Del cielo de Grecia se dispersan las aves, que han sido hombres, llevando, como la grulla, letras en su vuelo; auspicios en su sola presencia, temerosos augurios en sus voces humanas, hacia Roma, que elige para sus legiones el ave de Júpiter y la de Persia, junto al lobo y el jabalí; pero que se deleita en condimentar a casi todas las demás, en enjaularlas, cebarlas y escandalosamente comérselas. Después, el águila acompañará a san Juan el Teólogo, y la paloma, que Decimus Brutus empleó, sitiado en Módena, como mensajera (Pl., X, p. 52), lo será del Señor, cerca de María; el gallo anunciará la cobardía de Pedro, y el cuervo ha de nutrir al escuálido san Onofre. Del barro vil, como la alondra mitológica, levantarán las avecillas el vuelo al soplo divino de Cristo. Dialogará con san Francisco de Asís, venciéndolo, el hermano ruiseñor, y tórtolas y golondrinas, recatadas aquéllas, éstas parleras como los grajos, le obedecerán atentas y absortas, como en el fresco de Giotto; y las alondras vestirán su pardo sayal.

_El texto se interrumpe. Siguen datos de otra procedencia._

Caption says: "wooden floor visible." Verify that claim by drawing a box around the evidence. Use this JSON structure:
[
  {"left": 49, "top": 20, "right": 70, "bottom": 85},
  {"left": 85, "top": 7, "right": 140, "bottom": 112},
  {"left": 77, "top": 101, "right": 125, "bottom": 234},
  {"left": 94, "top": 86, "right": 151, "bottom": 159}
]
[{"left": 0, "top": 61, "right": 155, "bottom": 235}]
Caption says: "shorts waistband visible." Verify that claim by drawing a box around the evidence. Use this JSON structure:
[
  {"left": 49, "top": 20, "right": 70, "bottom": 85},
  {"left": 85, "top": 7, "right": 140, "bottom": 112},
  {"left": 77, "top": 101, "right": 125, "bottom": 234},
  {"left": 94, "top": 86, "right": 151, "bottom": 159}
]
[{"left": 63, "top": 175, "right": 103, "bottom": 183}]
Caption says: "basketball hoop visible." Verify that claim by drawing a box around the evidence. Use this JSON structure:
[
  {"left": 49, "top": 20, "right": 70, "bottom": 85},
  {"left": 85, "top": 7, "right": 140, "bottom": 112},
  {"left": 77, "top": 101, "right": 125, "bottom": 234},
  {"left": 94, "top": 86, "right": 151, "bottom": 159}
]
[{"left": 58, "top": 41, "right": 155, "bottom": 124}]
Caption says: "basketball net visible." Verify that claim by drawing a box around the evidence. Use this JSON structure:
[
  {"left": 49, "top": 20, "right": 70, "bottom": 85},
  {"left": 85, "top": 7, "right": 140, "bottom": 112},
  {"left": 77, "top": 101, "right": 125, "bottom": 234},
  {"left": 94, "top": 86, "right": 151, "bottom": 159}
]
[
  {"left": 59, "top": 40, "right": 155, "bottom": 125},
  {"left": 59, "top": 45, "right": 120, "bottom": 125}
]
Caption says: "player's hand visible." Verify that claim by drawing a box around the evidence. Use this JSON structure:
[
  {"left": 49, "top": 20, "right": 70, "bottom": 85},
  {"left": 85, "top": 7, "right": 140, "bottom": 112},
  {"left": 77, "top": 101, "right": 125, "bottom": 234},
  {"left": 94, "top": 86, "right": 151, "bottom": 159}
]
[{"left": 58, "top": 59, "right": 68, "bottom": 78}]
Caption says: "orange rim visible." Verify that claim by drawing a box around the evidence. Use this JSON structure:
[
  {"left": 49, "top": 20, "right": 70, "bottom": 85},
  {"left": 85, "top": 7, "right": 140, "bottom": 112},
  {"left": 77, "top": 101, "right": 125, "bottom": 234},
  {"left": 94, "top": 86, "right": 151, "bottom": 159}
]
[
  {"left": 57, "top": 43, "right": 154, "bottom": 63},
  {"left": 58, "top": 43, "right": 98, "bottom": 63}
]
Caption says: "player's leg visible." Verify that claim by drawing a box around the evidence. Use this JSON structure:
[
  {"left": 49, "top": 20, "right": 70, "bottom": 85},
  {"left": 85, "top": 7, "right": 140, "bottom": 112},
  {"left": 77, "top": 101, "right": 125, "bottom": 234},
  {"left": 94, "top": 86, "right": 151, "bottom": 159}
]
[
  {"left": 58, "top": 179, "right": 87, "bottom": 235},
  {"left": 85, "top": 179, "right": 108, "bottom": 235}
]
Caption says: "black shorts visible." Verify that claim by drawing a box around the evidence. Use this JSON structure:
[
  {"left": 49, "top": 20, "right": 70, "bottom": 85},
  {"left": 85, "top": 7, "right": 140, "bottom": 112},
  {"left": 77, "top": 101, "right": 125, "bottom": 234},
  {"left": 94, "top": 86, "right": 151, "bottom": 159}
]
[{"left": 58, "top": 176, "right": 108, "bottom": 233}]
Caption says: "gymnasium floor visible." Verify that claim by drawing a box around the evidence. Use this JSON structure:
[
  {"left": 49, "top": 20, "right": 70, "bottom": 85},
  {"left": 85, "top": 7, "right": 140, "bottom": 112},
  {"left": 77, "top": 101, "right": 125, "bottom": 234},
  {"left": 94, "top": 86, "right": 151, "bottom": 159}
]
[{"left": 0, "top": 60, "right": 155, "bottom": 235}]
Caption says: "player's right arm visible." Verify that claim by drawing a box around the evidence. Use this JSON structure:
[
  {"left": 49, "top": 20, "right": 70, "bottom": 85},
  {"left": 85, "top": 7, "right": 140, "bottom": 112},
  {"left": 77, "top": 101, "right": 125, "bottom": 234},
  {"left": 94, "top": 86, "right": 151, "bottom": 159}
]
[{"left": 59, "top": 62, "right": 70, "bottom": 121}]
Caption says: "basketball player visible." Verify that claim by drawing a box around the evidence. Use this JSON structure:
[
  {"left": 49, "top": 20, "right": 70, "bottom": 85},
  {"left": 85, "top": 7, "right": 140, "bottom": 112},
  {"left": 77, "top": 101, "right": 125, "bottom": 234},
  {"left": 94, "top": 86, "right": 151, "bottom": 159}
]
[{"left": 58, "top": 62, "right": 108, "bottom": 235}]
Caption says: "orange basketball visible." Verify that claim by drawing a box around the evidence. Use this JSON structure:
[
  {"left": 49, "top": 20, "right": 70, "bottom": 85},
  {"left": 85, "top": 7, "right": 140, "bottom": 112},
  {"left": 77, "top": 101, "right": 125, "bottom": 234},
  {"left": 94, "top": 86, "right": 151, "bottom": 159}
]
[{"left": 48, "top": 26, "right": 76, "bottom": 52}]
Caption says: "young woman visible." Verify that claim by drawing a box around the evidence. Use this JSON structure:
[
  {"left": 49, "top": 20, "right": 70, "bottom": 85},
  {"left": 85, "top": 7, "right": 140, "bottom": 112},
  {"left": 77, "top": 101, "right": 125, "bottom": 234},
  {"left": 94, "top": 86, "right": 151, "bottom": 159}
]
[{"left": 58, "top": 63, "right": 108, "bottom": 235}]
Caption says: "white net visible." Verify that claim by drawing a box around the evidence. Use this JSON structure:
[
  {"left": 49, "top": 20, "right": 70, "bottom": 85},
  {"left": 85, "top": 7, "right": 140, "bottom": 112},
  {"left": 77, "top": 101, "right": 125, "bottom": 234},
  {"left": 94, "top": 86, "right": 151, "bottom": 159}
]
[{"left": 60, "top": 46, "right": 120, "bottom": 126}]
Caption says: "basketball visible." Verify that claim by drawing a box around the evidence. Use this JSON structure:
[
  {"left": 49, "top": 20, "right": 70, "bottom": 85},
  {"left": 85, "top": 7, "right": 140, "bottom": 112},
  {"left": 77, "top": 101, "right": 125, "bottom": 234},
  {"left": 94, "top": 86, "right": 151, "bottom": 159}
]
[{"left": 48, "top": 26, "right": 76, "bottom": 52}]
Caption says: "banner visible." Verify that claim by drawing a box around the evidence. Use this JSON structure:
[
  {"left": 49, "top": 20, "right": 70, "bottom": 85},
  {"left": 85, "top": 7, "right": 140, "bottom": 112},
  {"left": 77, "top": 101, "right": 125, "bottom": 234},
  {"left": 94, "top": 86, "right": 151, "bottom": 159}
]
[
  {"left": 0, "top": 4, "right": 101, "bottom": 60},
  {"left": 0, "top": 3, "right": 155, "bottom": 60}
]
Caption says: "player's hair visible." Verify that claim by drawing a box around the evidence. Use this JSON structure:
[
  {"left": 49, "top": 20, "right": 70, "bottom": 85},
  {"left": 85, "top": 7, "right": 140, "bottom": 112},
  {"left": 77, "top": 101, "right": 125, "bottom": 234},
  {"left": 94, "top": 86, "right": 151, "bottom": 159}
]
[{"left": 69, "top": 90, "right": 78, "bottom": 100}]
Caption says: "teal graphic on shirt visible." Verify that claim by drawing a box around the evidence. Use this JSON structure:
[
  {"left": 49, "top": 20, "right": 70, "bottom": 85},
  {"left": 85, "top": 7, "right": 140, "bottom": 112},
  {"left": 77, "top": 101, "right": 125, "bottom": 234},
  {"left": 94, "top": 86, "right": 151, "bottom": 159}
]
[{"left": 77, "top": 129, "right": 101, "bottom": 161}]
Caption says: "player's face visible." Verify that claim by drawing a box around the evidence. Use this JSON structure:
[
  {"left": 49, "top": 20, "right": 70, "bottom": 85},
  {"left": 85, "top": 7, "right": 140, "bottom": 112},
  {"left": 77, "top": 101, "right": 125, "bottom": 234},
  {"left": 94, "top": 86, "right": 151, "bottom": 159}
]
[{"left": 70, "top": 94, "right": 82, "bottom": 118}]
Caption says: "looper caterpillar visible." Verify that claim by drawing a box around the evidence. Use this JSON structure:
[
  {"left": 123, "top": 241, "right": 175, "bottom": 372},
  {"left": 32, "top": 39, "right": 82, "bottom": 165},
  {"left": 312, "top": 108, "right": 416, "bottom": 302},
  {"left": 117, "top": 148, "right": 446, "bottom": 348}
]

Entran así en el mundo moderno, por el puente de hierro de la Edad Media; azores, al puño fuerte del caballero; palomas, en la palabra cándida del monje; águilas, en el sueño soñado por las doncellas; cornejas, siempre a la siniestra del Cid; gallos para crebar albores; calandrias o rruyseñores en los vergeles todavía tan simples, y que ha de cultivar la sabia mano renacentista; y el cúmulo de las menores, si más robustas, privadas del canto, por quien Buffon se duele de que la civilización nos aleje el ejemplo de sus impolutas virtudes, en la confusa garrulería de las fábulas tomadas a Esopo, de Fedro, por Alfonso, que no las olvidó en Las Siete Partidas (III, leyes xvii, xix, xxii, xxiii); en los papagayos acusadores del Sendebar y del Calila y Dimna; en los ánades, las garzas, los cuervos, los búhos y las palomas collaradas de estas inocentes metamorfosis al revés: términos de conducta en don Juan Manuel, términos de comparación en Sem Tob.
De solas sus virtudes evidentes, restadas las paganas, está a punto de cristalizar una nueva ornitosofía cristiana que frustra el Renacimiento. Y como el mundo antiguo, el Ave de Arabia trae, resurrecta, consigo al apolíneo cisne, hijo de Stenelo; al ave de Juno y al docto ruiseñor, e instálanse todos en la poesía castellana. En las cultas selvas —silvas— los oiremos cantar, y en la apartada vida de los españoles Horacios, pulida jardinería de siete, once, siete, siete, once, floridos ramos; el cisne de Mantua gorjeará notas imperfectas en la caña octosílaba de Juan de la Enzina, pero ha de modularlas claras y altísimas en el dulce acordado plectro de fray Luis.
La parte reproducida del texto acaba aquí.